I am applying for Masters programs in the USA. Most programs require the applicant to waive their right to see their letters of recommendation, and the applicant is not supposed to ever see their LOR.

One of the profs who is writing letters for me accidentally sent me a copy of my LOR today. He was supposed to send me a copy of a letter granting me permission to use certain hardware in a lab, but accidentally sent me the wrong letter. I suspect that he had both saved in the same directory on his computer, and simply chose the wrong one.

The issue is that he has already sent this letter to some colleges. What is the correct thing to do in this situation?

  • He sent it to you after submitting it to you grad schools, right? If it was the opposite you may have ground to be afraid of wrongfully being charged with some sort of fraud, but this way round should be no problem. Commented Nov 3, 2017 at 12:38
  • 10
    Waiving your right to see your letter of recommendation doesn't sound like it means you must not see the letter, only that nobody is obligated to show it to you.
    – HAEM
    Commented Nov 3, 2017 at 12:53

2 Answers 2


You still need that hardware letter so I guess some uncomfortable situation may have to happen. Yet, I think some awkwardness can be avoided by focusing on the application. I'd suggest e-mailing him and tell him that it appears a wrong attachment was sent to you, and invite him to double check if the hardware approval letter was uploaded to the school application portal, follow by a polite ask for the actual approval document. End with a statement saying that you'll delete his previous e-mail and the attachment, and thank him for his help.

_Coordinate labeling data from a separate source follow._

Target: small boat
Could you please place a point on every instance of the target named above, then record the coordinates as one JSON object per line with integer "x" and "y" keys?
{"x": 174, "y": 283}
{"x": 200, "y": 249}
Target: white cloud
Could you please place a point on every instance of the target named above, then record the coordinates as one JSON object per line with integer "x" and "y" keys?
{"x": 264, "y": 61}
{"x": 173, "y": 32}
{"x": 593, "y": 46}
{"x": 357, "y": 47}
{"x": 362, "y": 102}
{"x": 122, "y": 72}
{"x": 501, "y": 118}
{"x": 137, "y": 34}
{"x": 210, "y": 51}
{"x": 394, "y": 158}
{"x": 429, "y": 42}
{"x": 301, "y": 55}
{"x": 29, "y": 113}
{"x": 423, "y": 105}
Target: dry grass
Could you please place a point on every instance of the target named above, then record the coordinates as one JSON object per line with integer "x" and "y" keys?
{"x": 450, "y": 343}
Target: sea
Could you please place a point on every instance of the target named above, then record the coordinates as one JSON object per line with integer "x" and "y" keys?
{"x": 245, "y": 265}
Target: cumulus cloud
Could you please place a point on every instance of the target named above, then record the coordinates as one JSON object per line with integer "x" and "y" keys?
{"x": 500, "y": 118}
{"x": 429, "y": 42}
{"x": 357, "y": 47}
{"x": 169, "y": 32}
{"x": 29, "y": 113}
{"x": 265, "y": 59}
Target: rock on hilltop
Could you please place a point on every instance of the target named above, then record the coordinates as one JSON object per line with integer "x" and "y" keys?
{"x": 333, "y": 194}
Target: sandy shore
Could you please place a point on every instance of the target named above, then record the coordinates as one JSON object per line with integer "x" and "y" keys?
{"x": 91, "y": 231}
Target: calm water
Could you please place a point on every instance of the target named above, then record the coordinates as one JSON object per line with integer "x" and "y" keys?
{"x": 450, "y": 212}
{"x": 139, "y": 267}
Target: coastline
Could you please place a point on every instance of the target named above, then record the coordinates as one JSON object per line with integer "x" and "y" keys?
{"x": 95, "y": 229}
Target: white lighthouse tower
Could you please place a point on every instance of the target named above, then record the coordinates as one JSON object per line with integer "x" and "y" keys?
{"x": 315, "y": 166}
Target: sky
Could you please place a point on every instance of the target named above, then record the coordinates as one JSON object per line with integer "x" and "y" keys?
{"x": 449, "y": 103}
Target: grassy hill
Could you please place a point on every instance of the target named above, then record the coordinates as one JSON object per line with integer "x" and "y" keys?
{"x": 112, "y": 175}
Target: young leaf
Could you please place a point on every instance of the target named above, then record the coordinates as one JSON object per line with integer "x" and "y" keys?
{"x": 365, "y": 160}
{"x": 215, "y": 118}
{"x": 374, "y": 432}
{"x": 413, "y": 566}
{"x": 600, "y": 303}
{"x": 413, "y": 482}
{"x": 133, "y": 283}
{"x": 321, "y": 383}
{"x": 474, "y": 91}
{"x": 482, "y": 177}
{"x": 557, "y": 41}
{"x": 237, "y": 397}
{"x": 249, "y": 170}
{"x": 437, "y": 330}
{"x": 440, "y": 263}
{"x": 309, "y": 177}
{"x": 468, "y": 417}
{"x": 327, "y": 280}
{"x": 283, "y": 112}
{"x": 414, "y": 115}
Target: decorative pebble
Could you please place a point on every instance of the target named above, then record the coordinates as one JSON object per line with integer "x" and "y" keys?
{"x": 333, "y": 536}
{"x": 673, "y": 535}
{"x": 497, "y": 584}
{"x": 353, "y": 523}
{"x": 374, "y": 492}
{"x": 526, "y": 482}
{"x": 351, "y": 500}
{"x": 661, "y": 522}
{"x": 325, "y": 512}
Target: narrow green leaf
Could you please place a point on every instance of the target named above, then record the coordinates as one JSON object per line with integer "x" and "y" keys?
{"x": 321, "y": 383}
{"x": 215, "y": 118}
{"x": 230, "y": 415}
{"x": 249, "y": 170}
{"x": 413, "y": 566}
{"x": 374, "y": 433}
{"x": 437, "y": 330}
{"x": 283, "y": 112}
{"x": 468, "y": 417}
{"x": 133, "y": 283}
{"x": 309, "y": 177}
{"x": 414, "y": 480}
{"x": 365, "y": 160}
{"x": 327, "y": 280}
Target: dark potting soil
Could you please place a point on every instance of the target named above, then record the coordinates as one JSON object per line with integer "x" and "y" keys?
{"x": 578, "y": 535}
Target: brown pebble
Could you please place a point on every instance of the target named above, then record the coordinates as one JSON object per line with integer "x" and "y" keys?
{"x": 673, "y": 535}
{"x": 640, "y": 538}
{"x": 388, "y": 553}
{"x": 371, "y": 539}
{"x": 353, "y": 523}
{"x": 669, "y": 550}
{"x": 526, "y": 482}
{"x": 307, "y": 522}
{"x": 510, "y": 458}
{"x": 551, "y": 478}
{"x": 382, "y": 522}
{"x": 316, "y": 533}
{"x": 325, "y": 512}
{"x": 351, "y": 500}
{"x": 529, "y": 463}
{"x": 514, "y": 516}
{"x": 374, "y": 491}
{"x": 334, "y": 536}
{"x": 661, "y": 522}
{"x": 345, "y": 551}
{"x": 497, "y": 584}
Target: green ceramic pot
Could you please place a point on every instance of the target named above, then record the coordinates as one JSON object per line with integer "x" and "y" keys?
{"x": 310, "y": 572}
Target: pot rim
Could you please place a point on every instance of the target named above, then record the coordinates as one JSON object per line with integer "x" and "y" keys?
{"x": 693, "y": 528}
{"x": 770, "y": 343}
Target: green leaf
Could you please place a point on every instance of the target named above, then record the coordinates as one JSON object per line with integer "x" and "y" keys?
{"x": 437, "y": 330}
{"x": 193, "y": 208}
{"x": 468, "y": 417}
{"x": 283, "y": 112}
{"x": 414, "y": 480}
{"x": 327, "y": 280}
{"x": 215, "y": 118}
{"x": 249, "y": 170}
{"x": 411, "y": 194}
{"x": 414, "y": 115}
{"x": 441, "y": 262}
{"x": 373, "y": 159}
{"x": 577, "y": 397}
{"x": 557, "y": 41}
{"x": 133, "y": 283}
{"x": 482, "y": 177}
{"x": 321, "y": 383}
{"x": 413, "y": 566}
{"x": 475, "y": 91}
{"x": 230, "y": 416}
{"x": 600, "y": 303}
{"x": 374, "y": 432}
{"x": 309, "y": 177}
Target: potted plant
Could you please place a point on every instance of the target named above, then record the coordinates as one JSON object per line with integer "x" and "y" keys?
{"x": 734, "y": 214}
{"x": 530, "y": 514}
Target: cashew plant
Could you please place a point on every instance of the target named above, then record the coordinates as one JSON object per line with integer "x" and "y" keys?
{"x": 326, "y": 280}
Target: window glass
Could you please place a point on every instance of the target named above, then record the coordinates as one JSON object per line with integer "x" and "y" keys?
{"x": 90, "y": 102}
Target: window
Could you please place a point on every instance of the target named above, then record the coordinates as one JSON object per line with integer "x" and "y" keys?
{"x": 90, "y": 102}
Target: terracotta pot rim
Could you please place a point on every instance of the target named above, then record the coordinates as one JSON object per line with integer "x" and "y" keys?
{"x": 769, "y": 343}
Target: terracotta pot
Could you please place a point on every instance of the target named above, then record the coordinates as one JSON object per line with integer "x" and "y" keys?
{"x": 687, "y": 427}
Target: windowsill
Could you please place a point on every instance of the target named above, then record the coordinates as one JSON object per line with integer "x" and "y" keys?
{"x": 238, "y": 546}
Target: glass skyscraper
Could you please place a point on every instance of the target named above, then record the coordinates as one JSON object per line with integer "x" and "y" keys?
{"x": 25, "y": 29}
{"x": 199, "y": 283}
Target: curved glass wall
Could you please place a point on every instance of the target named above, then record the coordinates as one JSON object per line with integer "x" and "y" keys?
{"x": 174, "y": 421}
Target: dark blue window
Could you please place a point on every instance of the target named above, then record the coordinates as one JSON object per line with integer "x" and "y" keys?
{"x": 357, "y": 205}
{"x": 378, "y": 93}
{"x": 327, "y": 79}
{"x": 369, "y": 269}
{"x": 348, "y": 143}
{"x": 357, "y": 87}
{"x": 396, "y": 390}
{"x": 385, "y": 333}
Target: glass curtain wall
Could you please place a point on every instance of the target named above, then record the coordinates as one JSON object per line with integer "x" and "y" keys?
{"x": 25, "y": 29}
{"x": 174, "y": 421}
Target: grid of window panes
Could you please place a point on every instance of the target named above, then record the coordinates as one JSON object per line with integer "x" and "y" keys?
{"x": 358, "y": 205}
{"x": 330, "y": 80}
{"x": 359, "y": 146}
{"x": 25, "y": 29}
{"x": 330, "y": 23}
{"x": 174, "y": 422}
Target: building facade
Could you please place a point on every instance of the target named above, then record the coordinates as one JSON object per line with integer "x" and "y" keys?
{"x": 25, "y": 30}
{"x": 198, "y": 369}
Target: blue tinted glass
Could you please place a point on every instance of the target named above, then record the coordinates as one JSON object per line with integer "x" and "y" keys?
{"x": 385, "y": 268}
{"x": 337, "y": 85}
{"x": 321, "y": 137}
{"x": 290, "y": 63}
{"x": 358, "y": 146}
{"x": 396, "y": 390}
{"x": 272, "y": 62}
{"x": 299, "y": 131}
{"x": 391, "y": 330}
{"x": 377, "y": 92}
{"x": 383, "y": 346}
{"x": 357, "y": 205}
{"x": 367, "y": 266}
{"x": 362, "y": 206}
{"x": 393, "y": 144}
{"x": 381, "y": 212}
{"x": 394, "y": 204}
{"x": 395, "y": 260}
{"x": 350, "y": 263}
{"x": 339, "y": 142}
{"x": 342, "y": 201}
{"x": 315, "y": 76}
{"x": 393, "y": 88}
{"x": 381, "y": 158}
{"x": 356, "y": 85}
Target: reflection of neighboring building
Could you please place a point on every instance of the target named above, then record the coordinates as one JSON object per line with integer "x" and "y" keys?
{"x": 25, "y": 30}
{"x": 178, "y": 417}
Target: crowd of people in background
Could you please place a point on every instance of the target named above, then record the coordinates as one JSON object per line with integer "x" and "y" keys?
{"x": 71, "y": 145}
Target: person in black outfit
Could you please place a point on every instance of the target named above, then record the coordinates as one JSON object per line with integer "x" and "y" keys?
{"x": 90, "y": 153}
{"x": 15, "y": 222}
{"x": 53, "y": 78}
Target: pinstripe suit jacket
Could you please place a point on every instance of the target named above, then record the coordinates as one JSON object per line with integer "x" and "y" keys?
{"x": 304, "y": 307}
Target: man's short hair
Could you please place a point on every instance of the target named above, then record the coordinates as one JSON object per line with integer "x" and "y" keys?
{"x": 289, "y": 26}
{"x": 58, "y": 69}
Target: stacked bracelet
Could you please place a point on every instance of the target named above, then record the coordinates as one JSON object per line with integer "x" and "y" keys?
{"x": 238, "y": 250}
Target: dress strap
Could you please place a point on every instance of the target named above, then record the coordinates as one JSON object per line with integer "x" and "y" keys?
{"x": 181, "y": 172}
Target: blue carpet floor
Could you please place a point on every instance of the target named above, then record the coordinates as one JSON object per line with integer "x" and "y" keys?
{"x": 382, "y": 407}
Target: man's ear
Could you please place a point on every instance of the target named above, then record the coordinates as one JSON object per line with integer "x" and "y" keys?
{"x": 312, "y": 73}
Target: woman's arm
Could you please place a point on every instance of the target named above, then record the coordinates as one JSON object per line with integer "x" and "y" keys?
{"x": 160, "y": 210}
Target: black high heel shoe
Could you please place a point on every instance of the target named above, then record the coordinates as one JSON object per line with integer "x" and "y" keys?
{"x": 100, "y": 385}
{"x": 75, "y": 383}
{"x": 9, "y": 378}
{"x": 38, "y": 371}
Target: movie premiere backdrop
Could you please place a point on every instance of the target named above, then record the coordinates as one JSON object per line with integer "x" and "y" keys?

If you have not read it, then delete it. That'd be the best scenario. If you have read part of it by accident, notice that you have done nothing wrong. You simply waived the right to read it; you did not signed a contract to never read it. Yet, don't try to read all of it even it's not your fault, it isn't meant to be for you to read, and knowing the contents may affect you, even you think you can be completely objective.


I would do nothing, and you have nothing to worry about. The purpose for blinding the reviewee is to ensure that the reviewer can speak freely, confident that his/her words will not be read by you. In this case, the reviewer already expressed his/her thoughts and sent them out to the recipients; thus the review remains unbiased. If you bring it up to that person, he/she may feel obligated to tell the recipient schools (or maybe not), which would have only negative (and unnecessary) consequences. If you tell others, it will reflect poorly on your reviewer and you'll be put in an awkward situation of people asking about the content.

So, I would just do nothing other than delete the email.